「嘖,真是麻煩,不過幾天,竟然裂成這副樣子!」在隱隱流動金色封印,儼然已有五十米長度的時空裂口不遠處,負責輪流看護封印陣法的曾家老二,在看到一枚大得竟然看不到眼白的大妖怪,恰巧發現了裂縫的存在,猶如蛇瞳的妖眼,正直直透過隙縫,看著裂縫外的一切,而後,突然隙縫產生強大的吸力,竟將裂縫四周碎石荒草盡數吸入,在當他暗道不妙想抽身時,卻是整個人被吸得連連前進,但隨後,卻是鋪天蓋地的腥臭之風襲來!饒是再遲鈍的術者,也知道大禍臨頭了!
巨大的魔爪竟輕易擊碎封印,由十來名修為高深的術者合力而成的封印,在那魔爪面前,卻是比窗戶紙更加薄,根本攔不下它半分,眼看那魔爪,便要將曾家護者扎個對眼穿!
「奉天之印,滅地諸邪,雷神擊!」關鍵時刻,一襲白色身影夾帶龐大清聖之氣,自高處猶如落雷直接襲向魔爪,妖氣與淨化之力接觸瞬間,產生最激烈的沖擊,不亞于爆炸威力,當場便將曾家老二直接掀飛!
「真夠沒出息的。」同樣察覺妖氣不同尋常的曾家老太爺,剛好看到自家二小子飛出,拐杖往上一掄,勾住他肩膀,輕輕一轉,便將他勾到地上。

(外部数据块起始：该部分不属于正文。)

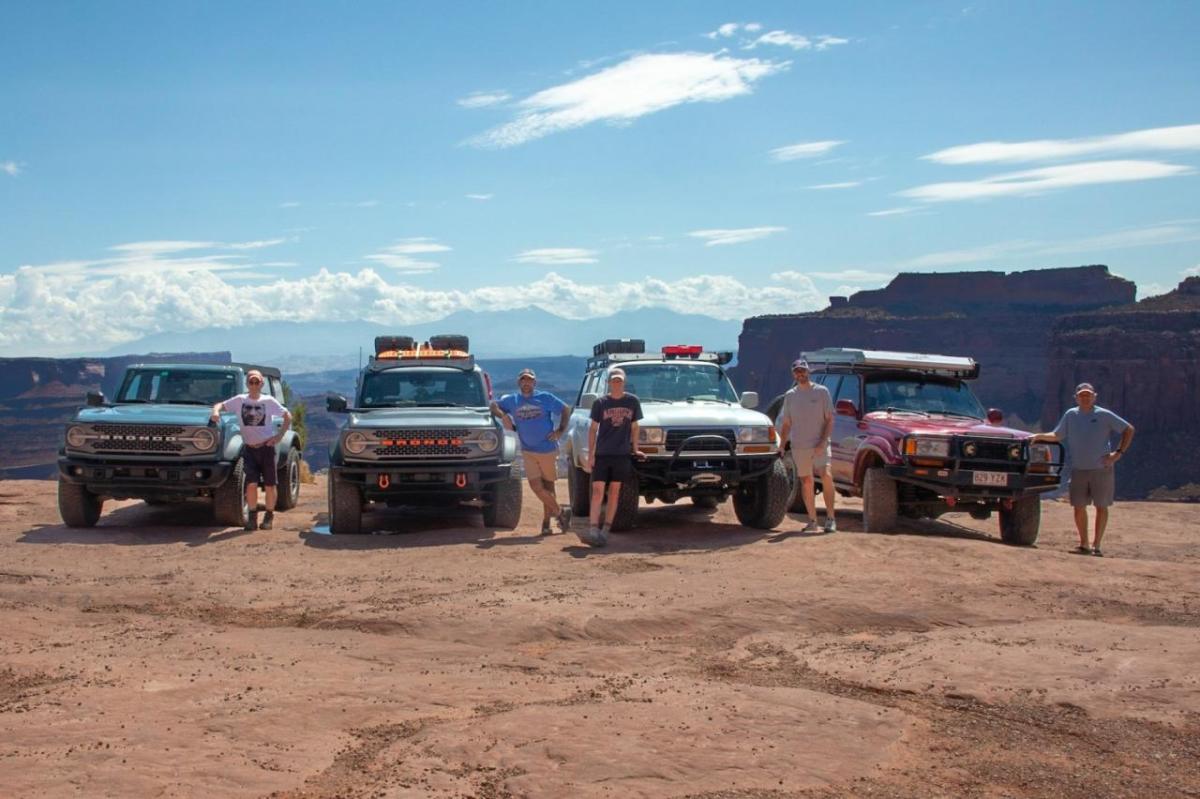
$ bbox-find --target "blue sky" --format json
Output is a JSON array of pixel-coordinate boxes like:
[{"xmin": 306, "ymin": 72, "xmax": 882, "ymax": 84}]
[{"xmin": 0, "ymin": 0, "xmax": 1200, "ymax": 355}]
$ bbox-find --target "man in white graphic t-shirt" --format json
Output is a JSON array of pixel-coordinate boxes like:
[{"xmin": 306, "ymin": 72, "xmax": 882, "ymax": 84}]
[{"xmin": 212, "ymin": 370, "xmax": 292, "ymax": 530}]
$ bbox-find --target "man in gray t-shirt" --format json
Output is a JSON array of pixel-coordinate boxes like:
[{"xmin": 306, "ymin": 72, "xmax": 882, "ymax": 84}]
[
  {"xmin": 776, "ymin": 359, "xmax": 838, "ymax": 533},
  {"xmin": 1030, "ymin": 383, "xmax": 1133, "ymax": 555}
]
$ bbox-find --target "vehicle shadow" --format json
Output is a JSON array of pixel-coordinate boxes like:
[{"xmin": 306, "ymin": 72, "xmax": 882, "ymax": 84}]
[{"xmin": 17, "ymin": 503, "xmax": 238, "ymax": 547}]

「老爺子……」驚魂未定的曾家老二,看著自家老爹的白眼,還沒來得及開口,卻自原本裂縫處傳來猶如撕心裂肺的恐怖吼聲,而後是夾帶濃烈腥臭妖風襲來,讓兩人神色一凜,卻是直接趕往現場,卻見到讓兩人頗感塞心的場面。
「嘖嘖,就算長江後浪推前浪,也不用這樣把我順便拍在沙灘上吧,小鬼。」一臉無奈樣拍了拍衣袖沾上的灰,曾牧看著漫天揚起塵埃落地之後,立于原地一身休閑裝的少年。這少年不過二十上下年紀,一米八的身高,濃眉大眼,背著紫色帆布書包,一把黑色長傘橫架在書包頂端,乍看之下,也就是健康活力的微胖界小帥哥,偏偏面對眼前血腥場面,神情卻是平常得令人心驚,讓曾牧不由暗嘆,不過這種歲數,便有這般修為和心性,的確有硬氣的本錢。

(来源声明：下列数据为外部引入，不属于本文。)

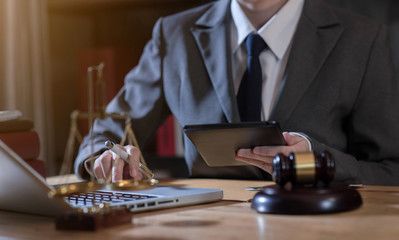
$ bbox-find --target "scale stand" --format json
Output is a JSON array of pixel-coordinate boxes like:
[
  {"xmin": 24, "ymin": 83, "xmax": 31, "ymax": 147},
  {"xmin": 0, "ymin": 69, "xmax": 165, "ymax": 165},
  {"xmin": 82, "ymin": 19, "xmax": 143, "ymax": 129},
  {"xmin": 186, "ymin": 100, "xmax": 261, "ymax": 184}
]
[{"xmin": 49, "ymin": 63, "xmax": 158, "ymax": 197}]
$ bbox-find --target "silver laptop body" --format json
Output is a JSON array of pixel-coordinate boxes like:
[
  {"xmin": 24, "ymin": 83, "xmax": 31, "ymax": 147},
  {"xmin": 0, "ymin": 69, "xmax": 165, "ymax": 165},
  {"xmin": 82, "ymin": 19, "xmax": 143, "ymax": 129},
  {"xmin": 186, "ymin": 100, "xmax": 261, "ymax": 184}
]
[{"xmin": 0, "ymin": 141, "xmax": 223, "ymax": 216}]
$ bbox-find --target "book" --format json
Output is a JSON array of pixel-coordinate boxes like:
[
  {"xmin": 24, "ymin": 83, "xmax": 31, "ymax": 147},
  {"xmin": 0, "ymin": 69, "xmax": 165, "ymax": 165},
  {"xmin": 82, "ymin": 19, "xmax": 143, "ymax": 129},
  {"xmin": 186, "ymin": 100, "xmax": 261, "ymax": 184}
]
[
  {"xmin": 25, "ymin": 159, "xmax": 46, "ymax": 178},
  {"xmin": 0, "ymin": 119, "xmax": 34, "ymax": 133},
  {"xmin": 0, "ymin": 130, "xmax": 40, "ymax": 161}
]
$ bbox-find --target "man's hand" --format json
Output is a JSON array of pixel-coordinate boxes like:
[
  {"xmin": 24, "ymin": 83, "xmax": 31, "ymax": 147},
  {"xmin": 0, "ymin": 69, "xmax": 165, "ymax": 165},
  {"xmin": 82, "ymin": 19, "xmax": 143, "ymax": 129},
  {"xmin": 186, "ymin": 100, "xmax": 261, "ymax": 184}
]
[
  {"xmin": 93, "ymin": 145, "xmax": 143, "ymax": 182},
  {"xmin": 236, "ymin": 132, "xmax": 310, "ymax": 174}
]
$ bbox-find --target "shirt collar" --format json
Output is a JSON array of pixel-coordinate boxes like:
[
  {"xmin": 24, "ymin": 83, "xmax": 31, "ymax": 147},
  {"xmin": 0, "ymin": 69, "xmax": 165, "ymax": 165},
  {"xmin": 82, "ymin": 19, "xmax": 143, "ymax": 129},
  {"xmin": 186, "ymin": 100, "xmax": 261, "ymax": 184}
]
[{"xmin": 231, "ymin": 0, "xmax": 304, "ymax": 59}]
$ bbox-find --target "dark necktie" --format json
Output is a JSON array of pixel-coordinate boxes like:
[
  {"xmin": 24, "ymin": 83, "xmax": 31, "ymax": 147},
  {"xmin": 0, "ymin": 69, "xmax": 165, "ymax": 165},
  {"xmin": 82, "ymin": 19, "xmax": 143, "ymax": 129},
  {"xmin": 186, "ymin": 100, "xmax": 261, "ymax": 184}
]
[{"xmin": 237, "ymin": 33, "xmax": 266, "ymax": 122}]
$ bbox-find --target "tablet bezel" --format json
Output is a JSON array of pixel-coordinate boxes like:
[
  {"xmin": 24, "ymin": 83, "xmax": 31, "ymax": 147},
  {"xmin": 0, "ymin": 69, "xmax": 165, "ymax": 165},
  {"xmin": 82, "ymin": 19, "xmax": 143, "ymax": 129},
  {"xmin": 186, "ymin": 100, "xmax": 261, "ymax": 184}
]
[{"xmin": 183, "ymin": 121, "xmax": 286, "ymax": 167}]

雖說自己剛剛沒出全力,用的雷神擊目的也只是硬攔下攻擊。但這少年,在隨後竟一出手便直接將那妖爪直接擊碎,甚至還發出術法直接攻擊裂縫,殺傷逼退那巨大妖獸。即便妖獸離得近,但能直接越過時空毫不扭曲擊中妖體,可見其靈力之強悍。
「先生……這是!」數名身著黑西服的男人,以常人難以想象的速度趕到現場,卻發現早已結束了戰斗,滿是意外地看著少年隨意踢了踢被他剛剛一擊成四散肉塊的妖爪,卻見原本四散的妖怪肉塊,全部化為肉末四散,竟將方圓十米之地盡染妖紅。而後,那四散地面的妖血,猶如帶有生命般,泛著光芒形成咒印,徑自圍成血霧彌漫的詭異陣法。那少年,背著松松垮垮的書包,慢悠悠自陣法走出,卻是不沾半分血腥。
「血霞妖陣!小鬼,你是洪家的人?你們還活著!」等曾老爺子上前時,恰巧看到自家孫子靈巧躍出十米之外,但眼前的陣法,卻讓曾老爺子激動得連聲音都有些微抖。望向眼前這名仍是學生裝扮的少年,老爺子百感交集,既有欣喜,愧疚,也有遺憾與感慨。只可惜,他的各種莫名情緒,完全沒被對方接受到一點半分,那少年完全當曾家人是空氣,只淡淡朝那兩名明擺著不是一般人物,卻偏偏對少年頗為恭敬的黑衣人交待幾句後,便背著書包慢悠悠離開了,好像他就是路過打醬油的。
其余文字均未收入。